Aktual.com, Jakarta – Program Pemulihan Ekonomi Nasional (PEN) senilai Rp695 triliun berpotensi meningkatkan jurang ketimpangan pendapatan. Pasalnya, skema program tersebut hanya difokuskan untuk korporasi besar.
Menurut Ketua Asosiasi Kader Sosio-Ekonomi Strategis (AKSES), Suroto, korporasi besar itu diberikan berbagai bentuk skema pendanaan seperti restrukturisasi, subsidi bunga, dana penempatan, modal penyertaan, pengadaan bantuan sosial dan lain lain.
“Sementara alokasi sebesar Rp124 triliun untuk UMKM dan Koperasi saja semua dialokasikan melalui mekanisme bank. Sementara bank dalam situasi seperti ini pasti semakin hati-hati salurkan pembiayaan,” ujar Suroto dalam keterangan tertulisnya, Jakarta, Kamis (13/8).

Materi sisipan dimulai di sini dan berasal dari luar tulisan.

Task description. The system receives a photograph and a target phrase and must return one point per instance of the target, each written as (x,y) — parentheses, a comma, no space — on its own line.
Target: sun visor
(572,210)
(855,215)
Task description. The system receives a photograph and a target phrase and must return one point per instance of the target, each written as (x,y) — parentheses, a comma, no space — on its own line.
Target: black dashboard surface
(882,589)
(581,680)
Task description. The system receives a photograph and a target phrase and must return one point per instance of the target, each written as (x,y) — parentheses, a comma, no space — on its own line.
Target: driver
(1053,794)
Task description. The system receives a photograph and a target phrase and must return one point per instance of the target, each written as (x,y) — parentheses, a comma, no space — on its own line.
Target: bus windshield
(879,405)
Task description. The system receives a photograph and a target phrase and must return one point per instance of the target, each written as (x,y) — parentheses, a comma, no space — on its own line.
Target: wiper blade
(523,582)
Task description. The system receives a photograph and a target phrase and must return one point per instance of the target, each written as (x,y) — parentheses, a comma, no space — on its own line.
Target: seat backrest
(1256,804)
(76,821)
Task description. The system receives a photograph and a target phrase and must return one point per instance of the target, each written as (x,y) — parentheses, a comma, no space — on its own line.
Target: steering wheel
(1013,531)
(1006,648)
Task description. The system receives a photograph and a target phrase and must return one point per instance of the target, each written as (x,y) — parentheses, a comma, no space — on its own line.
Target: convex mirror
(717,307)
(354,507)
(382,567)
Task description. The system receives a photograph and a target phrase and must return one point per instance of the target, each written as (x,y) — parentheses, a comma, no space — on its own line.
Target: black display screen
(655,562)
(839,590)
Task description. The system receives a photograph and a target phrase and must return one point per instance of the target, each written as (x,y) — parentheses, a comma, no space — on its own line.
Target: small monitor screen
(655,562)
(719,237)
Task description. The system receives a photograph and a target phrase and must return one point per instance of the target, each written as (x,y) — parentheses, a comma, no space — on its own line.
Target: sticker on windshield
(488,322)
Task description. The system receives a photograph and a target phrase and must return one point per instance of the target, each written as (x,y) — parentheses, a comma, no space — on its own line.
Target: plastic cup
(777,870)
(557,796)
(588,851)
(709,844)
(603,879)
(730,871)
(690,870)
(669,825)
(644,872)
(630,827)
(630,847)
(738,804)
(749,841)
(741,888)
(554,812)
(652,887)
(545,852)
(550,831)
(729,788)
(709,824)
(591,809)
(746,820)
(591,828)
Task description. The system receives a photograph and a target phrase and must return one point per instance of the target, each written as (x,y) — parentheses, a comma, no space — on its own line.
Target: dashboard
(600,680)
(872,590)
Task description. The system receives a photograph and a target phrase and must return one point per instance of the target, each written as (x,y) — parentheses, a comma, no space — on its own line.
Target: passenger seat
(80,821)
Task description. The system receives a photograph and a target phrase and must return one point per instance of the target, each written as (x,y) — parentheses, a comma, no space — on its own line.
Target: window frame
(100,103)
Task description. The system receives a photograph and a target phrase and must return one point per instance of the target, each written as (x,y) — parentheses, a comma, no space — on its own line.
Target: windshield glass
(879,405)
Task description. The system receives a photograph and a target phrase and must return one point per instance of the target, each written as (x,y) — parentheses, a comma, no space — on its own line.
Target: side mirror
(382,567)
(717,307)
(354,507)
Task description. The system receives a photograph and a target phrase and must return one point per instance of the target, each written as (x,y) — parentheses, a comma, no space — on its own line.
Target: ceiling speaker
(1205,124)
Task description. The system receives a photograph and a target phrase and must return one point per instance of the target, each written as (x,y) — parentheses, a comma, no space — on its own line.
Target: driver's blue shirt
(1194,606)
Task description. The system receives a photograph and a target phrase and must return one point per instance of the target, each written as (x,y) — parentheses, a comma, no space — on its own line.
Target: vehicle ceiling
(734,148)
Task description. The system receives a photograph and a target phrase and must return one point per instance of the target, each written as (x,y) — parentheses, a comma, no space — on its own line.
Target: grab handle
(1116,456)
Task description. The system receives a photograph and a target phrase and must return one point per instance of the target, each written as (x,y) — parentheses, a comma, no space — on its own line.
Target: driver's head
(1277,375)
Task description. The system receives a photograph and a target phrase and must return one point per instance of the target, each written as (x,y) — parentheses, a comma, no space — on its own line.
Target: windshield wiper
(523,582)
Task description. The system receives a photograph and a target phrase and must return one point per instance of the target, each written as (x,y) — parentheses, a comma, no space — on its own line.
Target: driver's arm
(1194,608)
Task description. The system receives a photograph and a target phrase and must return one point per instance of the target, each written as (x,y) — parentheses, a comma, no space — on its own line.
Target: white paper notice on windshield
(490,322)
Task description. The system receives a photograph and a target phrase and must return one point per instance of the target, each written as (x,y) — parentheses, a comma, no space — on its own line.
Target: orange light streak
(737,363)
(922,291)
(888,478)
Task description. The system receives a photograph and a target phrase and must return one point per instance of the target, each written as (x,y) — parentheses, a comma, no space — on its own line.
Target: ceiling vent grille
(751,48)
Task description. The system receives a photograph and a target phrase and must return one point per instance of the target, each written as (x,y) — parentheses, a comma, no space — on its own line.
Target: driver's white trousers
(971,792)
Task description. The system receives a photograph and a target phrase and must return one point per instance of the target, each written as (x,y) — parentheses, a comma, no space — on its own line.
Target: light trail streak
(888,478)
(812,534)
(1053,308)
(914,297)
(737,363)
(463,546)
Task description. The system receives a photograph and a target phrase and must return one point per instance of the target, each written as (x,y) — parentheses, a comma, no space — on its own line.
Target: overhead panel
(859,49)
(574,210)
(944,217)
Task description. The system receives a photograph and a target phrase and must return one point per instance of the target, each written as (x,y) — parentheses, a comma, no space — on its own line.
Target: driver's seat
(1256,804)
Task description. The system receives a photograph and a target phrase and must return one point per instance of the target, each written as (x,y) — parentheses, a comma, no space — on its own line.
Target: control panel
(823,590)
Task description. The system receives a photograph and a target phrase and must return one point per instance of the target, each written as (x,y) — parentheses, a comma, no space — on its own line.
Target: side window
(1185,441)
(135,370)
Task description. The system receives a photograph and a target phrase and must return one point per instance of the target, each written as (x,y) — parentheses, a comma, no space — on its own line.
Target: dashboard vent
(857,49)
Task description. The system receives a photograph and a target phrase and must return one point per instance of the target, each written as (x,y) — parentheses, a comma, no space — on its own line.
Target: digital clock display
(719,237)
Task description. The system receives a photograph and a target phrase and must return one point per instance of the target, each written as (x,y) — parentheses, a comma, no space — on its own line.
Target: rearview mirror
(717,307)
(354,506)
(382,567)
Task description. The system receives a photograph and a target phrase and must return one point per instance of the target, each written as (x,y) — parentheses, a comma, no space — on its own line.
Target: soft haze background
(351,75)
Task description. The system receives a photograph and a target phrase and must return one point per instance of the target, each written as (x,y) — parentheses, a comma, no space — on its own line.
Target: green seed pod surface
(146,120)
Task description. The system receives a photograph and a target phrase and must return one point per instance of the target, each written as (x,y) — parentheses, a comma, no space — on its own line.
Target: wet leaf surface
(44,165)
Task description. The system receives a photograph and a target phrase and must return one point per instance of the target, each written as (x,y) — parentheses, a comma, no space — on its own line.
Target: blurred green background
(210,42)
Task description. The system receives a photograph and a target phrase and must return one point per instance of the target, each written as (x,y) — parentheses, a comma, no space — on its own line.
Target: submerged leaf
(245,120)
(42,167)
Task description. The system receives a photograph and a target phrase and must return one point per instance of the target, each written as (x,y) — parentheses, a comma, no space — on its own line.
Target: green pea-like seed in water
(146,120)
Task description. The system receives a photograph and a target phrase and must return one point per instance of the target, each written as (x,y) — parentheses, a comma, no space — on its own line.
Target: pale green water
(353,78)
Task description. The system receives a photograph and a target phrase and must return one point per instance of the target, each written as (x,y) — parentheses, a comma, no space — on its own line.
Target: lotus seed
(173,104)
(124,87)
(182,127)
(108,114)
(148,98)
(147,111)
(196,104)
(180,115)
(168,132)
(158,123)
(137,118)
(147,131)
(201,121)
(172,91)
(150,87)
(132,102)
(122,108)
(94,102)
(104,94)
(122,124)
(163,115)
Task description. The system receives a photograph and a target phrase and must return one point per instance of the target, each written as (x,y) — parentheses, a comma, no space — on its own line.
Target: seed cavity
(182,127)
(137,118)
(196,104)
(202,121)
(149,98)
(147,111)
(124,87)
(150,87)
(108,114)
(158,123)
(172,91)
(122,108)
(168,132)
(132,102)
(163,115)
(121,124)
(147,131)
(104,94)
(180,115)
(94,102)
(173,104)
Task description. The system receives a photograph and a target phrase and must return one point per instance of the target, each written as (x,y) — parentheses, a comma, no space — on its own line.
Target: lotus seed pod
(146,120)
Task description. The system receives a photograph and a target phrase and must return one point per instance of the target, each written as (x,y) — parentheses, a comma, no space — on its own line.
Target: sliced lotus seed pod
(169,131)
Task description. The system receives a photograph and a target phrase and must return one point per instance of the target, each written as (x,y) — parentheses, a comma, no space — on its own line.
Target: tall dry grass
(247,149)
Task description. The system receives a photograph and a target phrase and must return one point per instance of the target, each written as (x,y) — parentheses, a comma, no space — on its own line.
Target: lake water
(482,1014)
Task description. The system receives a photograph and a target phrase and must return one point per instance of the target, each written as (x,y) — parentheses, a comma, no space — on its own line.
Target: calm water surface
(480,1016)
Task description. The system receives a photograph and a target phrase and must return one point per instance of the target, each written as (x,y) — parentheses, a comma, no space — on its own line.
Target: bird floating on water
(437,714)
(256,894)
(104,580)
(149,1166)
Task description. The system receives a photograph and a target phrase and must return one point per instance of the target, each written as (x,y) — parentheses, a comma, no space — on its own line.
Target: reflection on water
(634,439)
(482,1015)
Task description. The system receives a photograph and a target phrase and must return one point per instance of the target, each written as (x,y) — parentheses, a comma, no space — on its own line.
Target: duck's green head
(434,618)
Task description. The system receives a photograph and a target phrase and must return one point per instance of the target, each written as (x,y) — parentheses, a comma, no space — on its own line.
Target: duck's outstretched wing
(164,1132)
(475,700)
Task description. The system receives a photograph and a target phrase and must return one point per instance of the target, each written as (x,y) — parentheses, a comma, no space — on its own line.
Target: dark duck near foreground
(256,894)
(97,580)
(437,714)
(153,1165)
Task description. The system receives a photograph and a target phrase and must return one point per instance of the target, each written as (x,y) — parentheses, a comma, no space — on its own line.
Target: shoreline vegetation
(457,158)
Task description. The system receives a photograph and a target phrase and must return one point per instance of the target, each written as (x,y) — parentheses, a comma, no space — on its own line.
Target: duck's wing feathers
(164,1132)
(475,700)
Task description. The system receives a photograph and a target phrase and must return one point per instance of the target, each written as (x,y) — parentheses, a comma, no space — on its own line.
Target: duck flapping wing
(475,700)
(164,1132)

Berdasarkan laporan lembaga riset Internasional Credit Suisse pada akhir tahun 2019, 82 persen dari 173 juta orang dewasa Indonesia hanya memiliki kekayaan di bawah 10.000 dolar AS. Jauh di atas rata-rata dunia yang hanya 58 persen.
Artinya, sebelum pandemi Covid-19 mewabah, kesenjangan kepemilikkan kekayaan terbilang jauh lebih parah dari rata-rata internasional.
“Hal yang paling menyedihkan lagi adalah ternyata dana bansos (bantuan sosial) yang dikucurkan itu ternyata juga tidak memberikan dampak multiplier ekonomi secara signifikan. Justru, sekali lagi, hanya memperkaya pelaku usaha korporat besar. Ini dapat dilihat dari pemenangan lelang dari bansos yang ada,” ujar Suroto.
Krisis ini, katanya, ternyata justru hanya meningkatkan akumulasi dan konsentrasi pendapatan dari segelintir pemilik korporat besar. Ini bukan hanya menghambat proses akselerasi pemulihan ekonomi, tapi juga akan meningkatkan jurang kesenjangan sosial ekonomi.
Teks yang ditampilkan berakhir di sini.